Si dice qualche volta di un uomo che è morto come un cane, ma veramente un cane è fortunatissimo di morire senza quell'abominevole armamentario con cui si

perseguita l'ultimo momento della nostra vita. Se avessero un po' di carità per noi, ci lascerebbero morire senza dirci niente. Il peggio è, che si viene attorniati da ipocriti che vi ossessionano per farvi pensare ciò che loro non pensano affatto, o da imbecilli che vogliono che voi siate stupidi come loro; è tutto veramente disgustoso. Il solo piacere della vita a Ginevra è che vi si può morire come si vuole. Molte persone dabbene non chiamano affatto i preti. Se uno vuole, si ammazza senza che nessuno ci trovi niente da ridire, oppure si aspetta il momento senza che nessuno ti dia noia.
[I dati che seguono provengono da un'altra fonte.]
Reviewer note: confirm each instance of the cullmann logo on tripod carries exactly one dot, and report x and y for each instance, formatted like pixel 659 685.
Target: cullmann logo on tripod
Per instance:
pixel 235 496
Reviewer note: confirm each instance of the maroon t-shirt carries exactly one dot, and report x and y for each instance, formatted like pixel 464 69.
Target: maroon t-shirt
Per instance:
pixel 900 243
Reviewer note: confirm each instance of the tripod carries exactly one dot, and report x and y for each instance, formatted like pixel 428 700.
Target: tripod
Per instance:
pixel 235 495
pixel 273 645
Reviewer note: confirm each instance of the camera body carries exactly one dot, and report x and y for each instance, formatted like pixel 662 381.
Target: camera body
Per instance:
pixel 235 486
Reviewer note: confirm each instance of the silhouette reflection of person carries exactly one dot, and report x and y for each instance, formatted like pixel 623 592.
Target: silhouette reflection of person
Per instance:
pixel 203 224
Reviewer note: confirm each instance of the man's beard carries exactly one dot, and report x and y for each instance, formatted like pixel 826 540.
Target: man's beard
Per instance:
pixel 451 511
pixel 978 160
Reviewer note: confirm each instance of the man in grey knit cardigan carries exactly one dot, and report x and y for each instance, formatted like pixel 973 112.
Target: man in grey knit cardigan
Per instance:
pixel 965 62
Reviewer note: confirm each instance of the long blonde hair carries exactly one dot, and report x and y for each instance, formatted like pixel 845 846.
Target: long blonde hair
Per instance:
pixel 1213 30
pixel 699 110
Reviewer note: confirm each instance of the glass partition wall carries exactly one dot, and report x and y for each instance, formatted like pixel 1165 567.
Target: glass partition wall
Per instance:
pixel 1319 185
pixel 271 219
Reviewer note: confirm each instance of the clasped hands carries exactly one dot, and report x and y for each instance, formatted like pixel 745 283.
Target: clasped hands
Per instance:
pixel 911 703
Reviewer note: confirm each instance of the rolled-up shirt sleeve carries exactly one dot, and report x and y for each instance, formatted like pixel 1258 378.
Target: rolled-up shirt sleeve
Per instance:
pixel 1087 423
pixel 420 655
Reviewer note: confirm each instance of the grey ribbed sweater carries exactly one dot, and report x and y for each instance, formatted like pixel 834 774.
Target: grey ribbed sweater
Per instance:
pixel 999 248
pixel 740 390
Madame de Pompadour ha provato tutti gli orrori dell’apparato, compreso quello di sapersi condannata a lasciare la più piacevole situazione in cui possa trovarsi una donna.
Non sapevo, signora, che foste in rapporti con lei; ma immagino che Madame de Mirepoix avesse contribuito a farvela amica.


Madame de Mirepoix era amica intima della Pompadour e frequentatrice assidua dei “petits appartements”

Avete così subìto una gravissima perdita, perché lei amava far piaceri. Sarà rimpianta, credo, tranne da coloro a cui è stata costretta a fare del male, dato che volevano farne a lei. Era filosofa, spero che anche quel vostro amico (Le President Hénaul) che è stato male, sia filosofo; ha troppo spirito, troppo raziocinio, per non disprezzare quel che è assai disprezzabile. Se mi dà retta, vivrà per se e per voi, senza darsi tanta pena per gli altri; voglio che la sua carriera sia lunga come quella di Fontenelle e che la sua piacevole vita sia sempre dedita alla consolazione della vostra. Dunque, signora, vi divertite con i Commentaires sur Corneille.

Vi farete certo leggere il testo, altrimenti le note vi annoierebbero molto. Mi si rimprovera d'essere stato troppo severo, ma volevo essere utile e spesso sono stato molto discreto. Il numero prodigioso di errori contro la lingua, contro la chiarezza delle idee e delle espressioni, contro le convenienze e infine contro l'interesse, mi ha così spaventato che ho detto solo la metà delle cose che avrei potuto dire. È un lavoro ingrato e sgradevole, ma è servito a fare sposare due ragazze; non era mai successo a un commentatore e penso che non capiterà più.
Addio, signora, sopportiamo la vita, che non è gran cosa; non temiamo la morte, che non è niente affatto, e siate persuasa che il solo mio rammarico è di non potermi intrattenere con voi, e assicurarvi, nel vostro convento, del mio rispetto assai tenero e assai sincero, e del mio affetto inviolabile.